0

I have a text file which contains a list of URLs and I am willing to print the contents of the URL in another text file, along with the URL as the header. I have used this project file https://pypi.org/project/Wikipedia-API/ to extract the content, but I would have to enter the link one after another, which I do not want to delve into, since my list is huge, with at least 3000 links per text file.

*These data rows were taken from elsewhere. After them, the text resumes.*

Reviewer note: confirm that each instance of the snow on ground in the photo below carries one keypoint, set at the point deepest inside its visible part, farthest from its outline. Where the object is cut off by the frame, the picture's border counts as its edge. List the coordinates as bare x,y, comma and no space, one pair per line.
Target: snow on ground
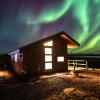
58,86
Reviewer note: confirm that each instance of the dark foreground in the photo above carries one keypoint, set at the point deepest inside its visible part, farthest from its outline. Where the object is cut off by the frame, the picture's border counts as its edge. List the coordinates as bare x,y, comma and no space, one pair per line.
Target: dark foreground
56,87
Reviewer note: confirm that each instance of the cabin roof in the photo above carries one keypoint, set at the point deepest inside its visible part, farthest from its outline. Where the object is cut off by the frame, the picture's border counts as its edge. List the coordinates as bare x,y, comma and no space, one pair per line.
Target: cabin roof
71,42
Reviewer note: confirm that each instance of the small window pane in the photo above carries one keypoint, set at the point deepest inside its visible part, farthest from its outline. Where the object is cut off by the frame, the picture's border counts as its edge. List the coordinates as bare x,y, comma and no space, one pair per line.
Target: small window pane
50,43
48,58
48,65
48,50
60,59
16,56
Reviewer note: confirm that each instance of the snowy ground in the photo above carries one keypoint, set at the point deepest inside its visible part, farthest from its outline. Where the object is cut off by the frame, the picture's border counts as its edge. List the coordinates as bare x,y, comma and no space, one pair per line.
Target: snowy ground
59,86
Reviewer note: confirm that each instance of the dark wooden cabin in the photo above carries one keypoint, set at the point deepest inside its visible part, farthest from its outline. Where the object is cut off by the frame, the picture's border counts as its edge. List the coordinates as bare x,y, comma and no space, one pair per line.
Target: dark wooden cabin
48,55
4,61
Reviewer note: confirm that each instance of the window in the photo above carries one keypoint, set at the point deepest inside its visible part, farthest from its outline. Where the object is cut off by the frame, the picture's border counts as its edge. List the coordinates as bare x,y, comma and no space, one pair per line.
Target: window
60,59
48,58
48,50
50,43
16,56
48,65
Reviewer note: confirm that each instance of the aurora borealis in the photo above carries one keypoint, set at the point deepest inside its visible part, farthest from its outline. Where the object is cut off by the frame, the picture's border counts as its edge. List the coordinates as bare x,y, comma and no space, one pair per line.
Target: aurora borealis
24,21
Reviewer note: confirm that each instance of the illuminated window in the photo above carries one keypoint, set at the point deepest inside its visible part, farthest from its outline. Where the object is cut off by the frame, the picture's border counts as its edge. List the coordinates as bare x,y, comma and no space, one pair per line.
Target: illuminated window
48,58
50,43
48,65
48,50
60,59
16,57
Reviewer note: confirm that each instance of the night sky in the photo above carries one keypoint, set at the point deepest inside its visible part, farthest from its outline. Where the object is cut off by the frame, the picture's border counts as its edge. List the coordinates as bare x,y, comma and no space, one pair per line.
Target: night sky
24,21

Can anyone help me with this, it would be highly appreciated.

EDIT:

I have tried this in the following way, but there is no content in the output txt file.

import urllib
import datetime as dt
from datetime import datetime

import time

linklist = []
with open ("test.txt", 'r', encoding = 'utf=8') as wikitxt :
         #content = wikitxt.read().splitlines()
         for i in wikitxt:
                  linklist.append (i)

output = open('Wikipedia_content.txt', 'w', encoding='utf-8')

startTime = time.time()
endTime = time.time()
runTime = endTime - startTime
print("Runtime is %3f seconds" % runTime)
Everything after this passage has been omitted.